The nuclear war that fragmented so many regions actually resulted in more unity and integration for the Anglophone Caribbean: many of its nations united as the East Caribbean Federation (now the Caribbean Federation) in 1987, and the Caribbean region as a whole joined forces reaffirmed CARICOM (which had existed before Doomsday), revamping the organization as a regional bloc of Caribbean nations that share a single economic market, join together for cultural events, pledge mutual defense to each other, and generally operate as a mostly-united bloc at the League of Nations.

The region's university system, the University of the West Indies, has been a dominant force in the intellectual life in the new country. It had to drastically reduce its normal activities in the 80s and 90s, but it recovered. No campus had to permanently close, and a number of satellite sites have opened on smaller islands, apart from the university's main campuses in Jamaica, Trinidad and Barbados.

While the mainline branches of Christianity remain the religion of a majority of West Indians, Rastafarianism has seen a notable boom in popularity since the mid-1980s and spread beyond its birthplace in Jamaica. Rastafari in the 1970s and 80s tended to be very critical of Western civilization and believed that the modern world at that time was on a destructive course. Many people in the Caribbean saw Doomsday as a vindication of that idea, or even a fulfillment of a prophesy. Many embraced the Rastafari belief system in the aftermath.

Hinduism continues to be the largest minority religion, thanks to the presence of the Indo-Caribbean population in many parts of the West Indies, with Islam having a presence as well due to the Indo-Caribbean presence. Indo-Caribbeans especially in Trinidad and the Guyanas have been prominent in interfaith discussions in the postwar era.

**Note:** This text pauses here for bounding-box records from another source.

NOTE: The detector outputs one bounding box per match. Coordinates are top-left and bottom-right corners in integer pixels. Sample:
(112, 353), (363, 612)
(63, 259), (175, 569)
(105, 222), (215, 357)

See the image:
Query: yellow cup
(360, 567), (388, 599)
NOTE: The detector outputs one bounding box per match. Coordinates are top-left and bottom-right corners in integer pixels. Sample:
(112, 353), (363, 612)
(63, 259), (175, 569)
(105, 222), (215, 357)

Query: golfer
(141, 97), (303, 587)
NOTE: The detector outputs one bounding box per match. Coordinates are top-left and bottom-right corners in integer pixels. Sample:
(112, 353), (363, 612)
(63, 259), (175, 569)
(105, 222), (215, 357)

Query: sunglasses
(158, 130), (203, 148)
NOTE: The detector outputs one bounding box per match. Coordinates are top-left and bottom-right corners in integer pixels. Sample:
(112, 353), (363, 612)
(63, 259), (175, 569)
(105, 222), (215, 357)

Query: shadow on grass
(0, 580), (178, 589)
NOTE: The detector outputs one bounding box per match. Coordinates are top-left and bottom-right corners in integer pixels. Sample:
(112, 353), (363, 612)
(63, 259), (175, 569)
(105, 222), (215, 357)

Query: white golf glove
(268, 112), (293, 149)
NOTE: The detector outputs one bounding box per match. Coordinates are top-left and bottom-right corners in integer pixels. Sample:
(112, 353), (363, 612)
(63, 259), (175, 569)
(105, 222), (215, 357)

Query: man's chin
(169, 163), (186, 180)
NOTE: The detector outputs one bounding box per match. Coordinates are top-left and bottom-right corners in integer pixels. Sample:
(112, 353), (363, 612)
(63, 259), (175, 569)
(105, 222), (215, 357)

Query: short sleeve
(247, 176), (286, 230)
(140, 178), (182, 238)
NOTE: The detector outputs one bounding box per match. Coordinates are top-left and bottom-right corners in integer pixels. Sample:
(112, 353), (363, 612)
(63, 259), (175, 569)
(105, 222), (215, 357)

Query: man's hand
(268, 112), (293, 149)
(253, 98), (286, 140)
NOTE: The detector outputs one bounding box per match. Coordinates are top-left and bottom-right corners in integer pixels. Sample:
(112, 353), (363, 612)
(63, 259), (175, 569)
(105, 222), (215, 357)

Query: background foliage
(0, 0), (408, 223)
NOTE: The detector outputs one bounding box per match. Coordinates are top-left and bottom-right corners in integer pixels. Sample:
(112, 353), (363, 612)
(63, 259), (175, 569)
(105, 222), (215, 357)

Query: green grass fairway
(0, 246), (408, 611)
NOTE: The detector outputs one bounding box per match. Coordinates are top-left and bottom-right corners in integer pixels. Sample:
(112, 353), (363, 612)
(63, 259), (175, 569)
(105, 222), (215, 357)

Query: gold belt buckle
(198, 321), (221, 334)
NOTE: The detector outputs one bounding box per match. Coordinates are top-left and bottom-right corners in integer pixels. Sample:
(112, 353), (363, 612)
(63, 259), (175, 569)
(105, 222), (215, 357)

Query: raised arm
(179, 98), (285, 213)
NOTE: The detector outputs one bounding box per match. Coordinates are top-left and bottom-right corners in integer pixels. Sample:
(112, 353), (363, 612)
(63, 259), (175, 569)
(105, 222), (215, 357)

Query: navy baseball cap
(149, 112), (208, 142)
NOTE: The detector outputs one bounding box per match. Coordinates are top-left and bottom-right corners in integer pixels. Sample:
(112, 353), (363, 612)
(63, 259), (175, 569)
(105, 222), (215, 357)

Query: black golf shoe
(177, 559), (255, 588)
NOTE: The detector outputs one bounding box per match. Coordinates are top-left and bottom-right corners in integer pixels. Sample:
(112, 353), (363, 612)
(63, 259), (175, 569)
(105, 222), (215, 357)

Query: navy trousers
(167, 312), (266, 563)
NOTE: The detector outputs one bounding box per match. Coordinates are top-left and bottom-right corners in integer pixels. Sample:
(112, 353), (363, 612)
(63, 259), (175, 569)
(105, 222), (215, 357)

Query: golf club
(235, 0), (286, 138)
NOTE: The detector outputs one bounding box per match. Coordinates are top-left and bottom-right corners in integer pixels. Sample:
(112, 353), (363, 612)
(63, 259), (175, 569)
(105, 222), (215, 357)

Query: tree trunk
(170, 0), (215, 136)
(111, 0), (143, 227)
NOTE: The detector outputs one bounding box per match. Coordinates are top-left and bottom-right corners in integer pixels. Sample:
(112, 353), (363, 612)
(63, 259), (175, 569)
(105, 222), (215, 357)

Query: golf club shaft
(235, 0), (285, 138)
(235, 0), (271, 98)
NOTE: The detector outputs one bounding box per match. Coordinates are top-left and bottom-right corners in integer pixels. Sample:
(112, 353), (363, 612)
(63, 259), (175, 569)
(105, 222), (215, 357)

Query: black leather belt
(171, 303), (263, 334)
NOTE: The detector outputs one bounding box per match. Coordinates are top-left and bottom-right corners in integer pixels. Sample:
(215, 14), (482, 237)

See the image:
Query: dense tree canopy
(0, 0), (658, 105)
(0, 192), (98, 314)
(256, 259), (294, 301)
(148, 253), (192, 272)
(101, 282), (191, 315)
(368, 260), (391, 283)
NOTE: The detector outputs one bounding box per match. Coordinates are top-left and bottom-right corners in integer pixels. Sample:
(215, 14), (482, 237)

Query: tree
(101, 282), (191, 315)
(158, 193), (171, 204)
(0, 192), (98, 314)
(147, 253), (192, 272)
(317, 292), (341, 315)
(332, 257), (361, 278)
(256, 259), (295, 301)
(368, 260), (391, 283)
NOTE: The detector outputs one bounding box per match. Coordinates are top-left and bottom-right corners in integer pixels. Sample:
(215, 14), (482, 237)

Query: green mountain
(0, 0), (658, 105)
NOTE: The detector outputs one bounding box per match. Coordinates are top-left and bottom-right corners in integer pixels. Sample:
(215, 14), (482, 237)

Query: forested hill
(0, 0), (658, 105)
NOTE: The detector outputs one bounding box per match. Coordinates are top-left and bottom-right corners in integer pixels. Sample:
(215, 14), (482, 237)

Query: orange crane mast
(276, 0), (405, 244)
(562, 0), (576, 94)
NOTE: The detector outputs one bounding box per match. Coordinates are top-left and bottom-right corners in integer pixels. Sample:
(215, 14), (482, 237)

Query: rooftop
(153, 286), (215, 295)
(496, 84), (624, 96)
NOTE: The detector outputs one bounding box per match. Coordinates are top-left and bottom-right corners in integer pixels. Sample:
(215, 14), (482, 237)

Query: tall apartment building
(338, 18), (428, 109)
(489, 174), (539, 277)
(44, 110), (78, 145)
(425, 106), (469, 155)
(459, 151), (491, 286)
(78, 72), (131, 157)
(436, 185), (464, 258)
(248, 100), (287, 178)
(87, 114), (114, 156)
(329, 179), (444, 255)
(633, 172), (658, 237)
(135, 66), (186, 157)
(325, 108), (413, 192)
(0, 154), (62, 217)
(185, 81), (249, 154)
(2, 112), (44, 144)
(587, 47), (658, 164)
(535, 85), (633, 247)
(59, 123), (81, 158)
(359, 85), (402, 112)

Major concerns have mirrored those in Latin America, with Britain generally replacing the United States as the now-gone former colonizer, and instead of the exploitation of indigenous people, the English-speaking Caribbean thinkers have to reckon more with the lingering effects of slavery and racism. Many of the best-known thought leaders in the region come from the worlds of art and literature rather than academic research.

Awards[]

The Nobel prizes resumed in 1990. The prizes had been suspended indefinitely to cope with the massive grieving process, but the creation of the Nordic Union that year inspired hope in the Nordic nations. At that point Scandinavia did not have steady contact with distant parts of the world, so for a few years most prizes went to people from the NU and Celtic Alliance nations. As the years have passed, the Nobels again took on a more global outlook. In 2014, the Nobel Foundation followed the lead of other organizations like the WCRB and the World Wildlife Fund: it established a set of regional offices to coordinate its activities and keep the prize committees up to date on developments in different parts of the world. Now, rather than considering an open-ended list of just anybody, the Nobel committees chose from among slates of candidates submitted by the regional offices.